Given the image on the right, given that the first layer uses **ReLU** and second uses **sigmoid** Let: \begin{align} \x &= \begin{bmatrix} x_1 \\ x_2 \end{bmatrix} \\ \z &= \begin{bmatrix} z_1 \\ z_2\\ z_3 \end{bmatrix} \\ \W &= \begin{bmatrix} w_{11} & w_{21} \\ w_{12} & w_{22} \\ w_{13} & w_{23} \end{bmatrix} \\ \vec{b}_1 &= \begin{bmatrix} 0 \\ 0 \\ b_1 \end{bmatrix} \end{align} Thus $\z = \W \x + \vec{b}_1$, and $\vec{a} = \rm{ReLU}(\z)$. Let \begin{align} \vec{v} &= \begin{bmatrix} v_1 \\ v_2 \\ v_3 \end{bmatrix} \\ b_2 &= b_2 \end{align} Thus $\hat{y} = \sigma(\vec{v}\t \vec{a} + b_2)$. For multiple layers we may see $\W^{[1]}, \W^{[2]}, \dots $ for the weights of different layers. Multiple inputs $\x_1, \x_2, \dots$ can be feed-forwarded **together**, by making an $\X = [\x_1, \x_2, \dots, \x_n]$.

#### Loss Functions and Regularisation The predicted $\hat{y}$ and the ground truth $y$ can be different. We want a metric to measure the badness of this difference -- a **loss function**. We'd like it to * Be minimised when $\hat{y} \lra y$ * Increases as $\lla \hat{y} \; \; \; \; \; y$ * Globally continuous and differentiable * Convex (one global minimum) ... though it is usually very difficult to satisfy all of these, especially the last two and especially especially the last one. Note: the term **lost function** and **cost function** are often interchangeable. However, loss function is technically per sample, whilst cost function is averaged over dataset, and can include regularisation. Common losses for regression are $L_1$ (mean absolute error) and $L_2$ (mean squared error) loss, whilst for classification it often is entropy / log loss / hinge loss. (also see cs342) The norms $L_1$ and $L_2$ satisfy a norm inequality: $$ L_\infty \leq \cdots \leq L_2 \leq L_1 $$ and a norm equivalence: $L_p \equiv L_2 \iff$ \[ \exists c, C \in \bb{R} : c < C : cL_p \leq L_q \leq CL_p \]

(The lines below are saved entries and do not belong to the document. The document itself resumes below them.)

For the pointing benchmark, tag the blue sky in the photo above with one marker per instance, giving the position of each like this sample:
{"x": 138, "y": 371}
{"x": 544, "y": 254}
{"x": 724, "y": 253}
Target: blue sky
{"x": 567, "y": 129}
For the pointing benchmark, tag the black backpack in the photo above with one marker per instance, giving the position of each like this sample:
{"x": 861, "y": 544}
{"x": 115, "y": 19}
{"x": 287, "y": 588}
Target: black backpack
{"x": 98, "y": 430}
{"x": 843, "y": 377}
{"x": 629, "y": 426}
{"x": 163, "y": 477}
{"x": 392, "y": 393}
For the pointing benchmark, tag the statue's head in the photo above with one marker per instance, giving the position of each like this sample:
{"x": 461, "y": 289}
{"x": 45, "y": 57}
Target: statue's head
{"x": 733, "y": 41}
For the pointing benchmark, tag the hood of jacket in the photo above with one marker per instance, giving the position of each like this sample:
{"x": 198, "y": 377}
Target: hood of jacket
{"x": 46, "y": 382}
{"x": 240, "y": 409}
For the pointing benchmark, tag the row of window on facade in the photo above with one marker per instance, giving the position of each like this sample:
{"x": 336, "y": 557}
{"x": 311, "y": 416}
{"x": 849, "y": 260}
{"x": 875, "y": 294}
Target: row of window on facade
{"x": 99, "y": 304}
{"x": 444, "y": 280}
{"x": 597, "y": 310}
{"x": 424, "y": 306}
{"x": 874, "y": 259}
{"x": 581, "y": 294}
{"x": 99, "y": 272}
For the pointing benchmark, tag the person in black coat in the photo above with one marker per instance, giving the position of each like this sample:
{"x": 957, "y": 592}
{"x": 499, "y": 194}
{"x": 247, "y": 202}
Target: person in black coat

### Backpropagation The derivative of a function $f$ is a vector of the partial derivatives of its variables. **Notation.** For a function $f(x, \dots)$ let $f_x$ denote $\fr{\partial f}{\partial x}$. The whole derivative of a function can be expressed using the multi-dimensional derivative "nabla" operator: $\nabla f$.

Example. Given $f(x, y) = x^2 + y^2$; \begin{align} \nabla f &= \begin{cases} f_x = \fr{\partial f}{\partial x} = 2x \\ f_y = \fr{\partial f}{\partial y} = 2y \end{cases} \\ &= \begin{bmatrix} 2x \\ 2y \end{bmatrix} \end{align}

Because $\nabla f$ gives the direction of fastest increase, $-\nabla f$ is the direction of fastest descent. Gradient Descent is an algorithm that finds the (a) minimum of a function using this method. Iteratively, until $x_{t+1} \approx x_t$, \[ x_{t+1} = x_t - \alpha \nabla f(x_t) \] Where $\alpha$ is the learning rate. Backpropagation uses gradient descent to optimise weights and biases. #### Necessary Calculus. **This is very necessary.** This is a very easy way to work out the chain rule of partial derivatives, using **dependency graphs**. A dependency graph is a graph between nodes, where there is an arc $x \lra y$ if $x$ affects $y$ (i.e. $y = f(x)$ where the $f$ may have some other variables.). On these arcs can be written the partial derivatives $y_x$. Then to get a partial derivative from two ends of the graph, just **multiply every arc back** (and **add** multiple paths). See these simple examples:

And this more complicated example:

Note that the dependency graphs for backpropagation are usually fairly linear. Though remember your standard loss function derivatives. #### Backpropagation In training, we

loop: predict $ \hat{y} $ through forward pass use loss function to measure error($ \hat{y}, y $) backpropagate error to update weights via gradient descent

Given a network with one input, and sigmoid function, with learning rate $\alpha$ (see right), using binary cross-entropy (log loss): \[ \cal{L} = -\left( y \log \hat{y} + \left(1-y \right) \log\left(1-\hat{y} \right) \right) \] Write the learning rules for training. (For $w$ and $b$)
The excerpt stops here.